Prologue
Gianna
I really fucking hate the holidays. Call me a Scrooge. I really don't care. Being forced to spend time with your judgemental older sister, who acts more like a third parent than a sibling is cruel and unethical torture.
Don't get me wrong, I loved having a sister that's fifteen years older than me when I was a kid. By the time I was taking my first steps, Shauna already had a car and her driver's license. She would take me everywhere with her, and I enjoyed every second of it.
Now that I'm twenty-two, all Shauna does is tell me how badly I'm screwing up my life. It's as though the instant she got married, had children, and turned thirty-seven, she forgot what she was like at my age. I, on the other hand, still remember her stumbling into our childhood home at three in the morning, drunk off her ass, when I was just a kid.
I never used to mind her middle of the night wake up calls. She would come up to my bedroom to wake me up, and I always knew what that meant. We'd make pizzas in the early hours of the morning and laugh until Mom or Dad would come downstairs, scold her, and send me back to bed. It was the highlight of my younger years.
Now, she's walking away from me after yanking me away from the ridiculously attractive hockey player from Maxton's team. We'd barely struck up a flirty conversation before Shauna dragged me into the corner of the room to warn me off of the older man.
Crossing the room, I take another glass of the bubbling liquor and down it in one go.

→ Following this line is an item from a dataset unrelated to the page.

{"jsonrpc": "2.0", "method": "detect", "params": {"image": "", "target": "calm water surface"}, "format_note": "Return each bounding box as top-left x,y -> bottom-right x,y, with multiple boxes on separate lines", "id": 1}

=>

This champagne tastes like bad decisions and another stern talking to from my sister; a lethal combination.
I'm three glasses deep when I spot him again from across the Georges' living room — all broad shoulders and silver peppering his full dark facial hair — looking like this is the last place he wants to be. His eyes sweep over the crowd with a mixture of judgement and quiet amusement.

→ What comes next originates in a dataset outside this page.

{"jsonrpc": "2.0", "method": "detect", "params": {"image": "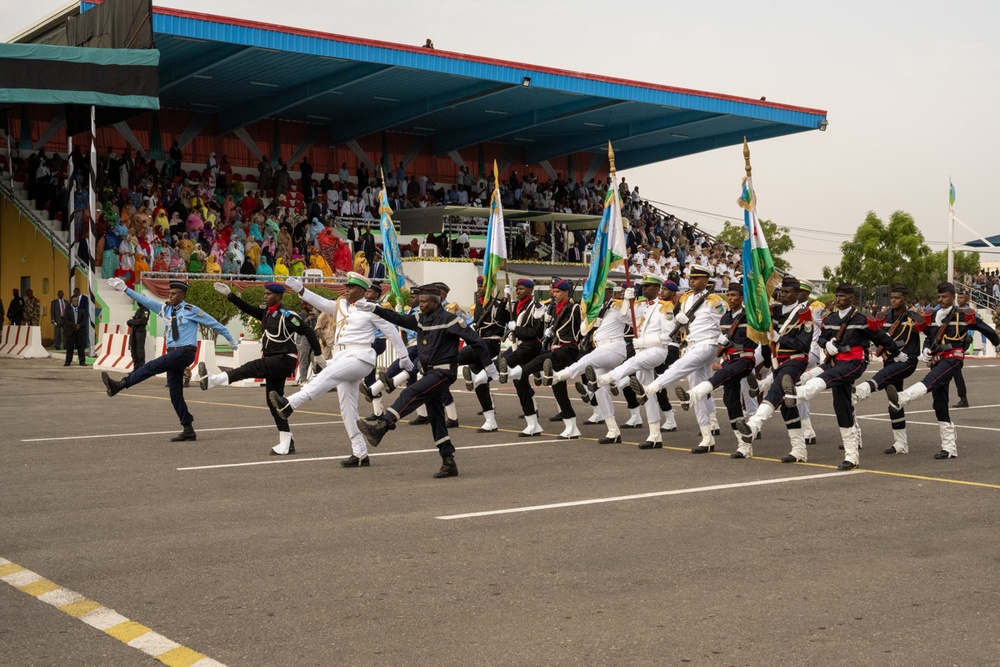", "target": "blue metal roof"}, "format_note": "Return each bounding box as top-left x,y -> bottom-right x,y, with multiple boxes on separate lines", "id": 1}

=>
81,3 -> 826,169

No matter how hard I have tried over the last two hours, I can’t seem to keep my eyes off him for long. Something about him calls to me. We only spoke for a few moments before, but I’m hooked.
I don't care what my sister thinks. I'm going back over there to talk to the only interesting person at this party.

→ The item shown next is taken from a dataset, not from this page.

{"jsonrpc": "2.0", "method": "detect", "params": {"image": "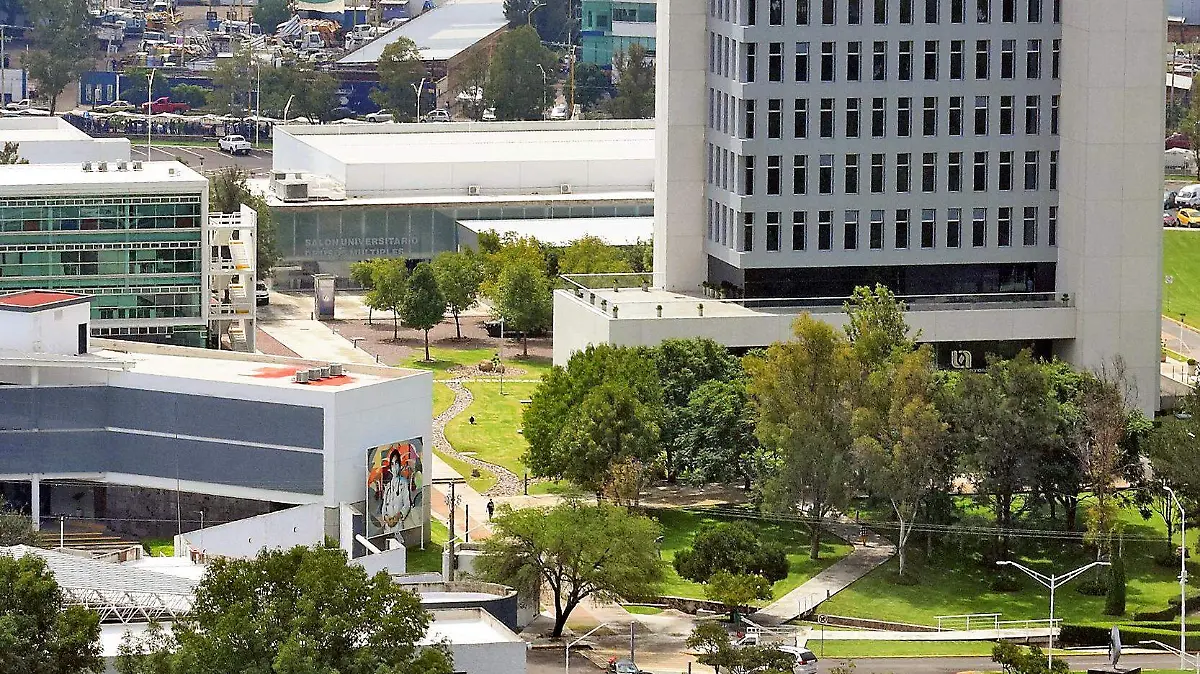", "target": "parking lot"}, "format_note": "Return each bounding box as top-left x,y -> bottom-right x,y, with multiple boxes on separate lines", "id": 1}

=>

“You look like you're plotting an escape,” I whisper, stepping up beside him with a fresh champagne flute in my hand.
He turns to me, eyes dark and intense in a way that perfectly embodies every man Shauna has attempted to steer me clear of for years. When they glide down my body, I feel his gaze like a physical caress against my too warm skin.
“Am I that obvious?” His voice is low and rough when he responds to me.
“You've been standing in the same spot since my sister interrupted us. You haven't smiled once, not even at me. You're holding that drink like it personally offended you.” I tilt my head to the side, smiling up at him. “So yeah, it’s incredibly obvious. What's your name, mysterious stranger?”
A slow smile spreads across his face. It's dangerous, like he knows exactly what a single smirk from him does to my heart. “Daemon,” he says, extending his hand.
“Gianna.” I take his offered hand. His palm dwarfs mine when he wraps his fingers around mine. His grip is firm, and everything about this simple greeting makes me feel small in comparison to him. Normally, I hate that, but with Daemon, it’s making me feel something else. Something I haven’t figured out yet.
“Are you one of the Georges’ kids?” he asks.
I shake my head and smile at the way he didn’t immediately exclude me from the possibility of being related because of my darker skin tone. “My sister is married to Maxton's older brother. What about you?”
“I’m a friend of the family. I play hockey with Maxton.” He says thehockeypart like an afterthought. He also doesn’t seem to be offended that I didn’t recognize him as the famous player he probably is.
I'm not really a sports person, but I did assume he was on the hockey team with Maxton. You don’t see many gigantic, handsome men wandering the streets of Brookside.
Even after Max got drafted when I was just a kid, I never got into the game. However, Daemon could convince me to change my mind.
“Hockey,” I repeat, scrunching my nose as I take in his towering frame. “So you're really strong and probably have excellent hand-eye coordination.”
He chuckles quietly at my obvious dig at him. “That's one way to look at it.”
“What's another way?”
“A liability. A loose canon. A washed up old man in a sport filled to the brim with young kids.” His tone comes off as a warning, but he's moving closer to me. “How old are you?”
“Twenty-two,” I huff, rolling my eyes at him. “Before you ask, yes, I’m mature for my age. Yes, I know what I’m doing. And yes, what I’d like to be doing is you.”
“Do you actually know what you’re doing?” His eyes light up with amusement. “You seem to be a bit impulsive, like someone who doesn’t think things through before they act.”
“I'm thinking right now.” I smile, trying to hide the hit of the insult he just threw my way. “I'm thinking that there was nothing coincidental about our meeting.”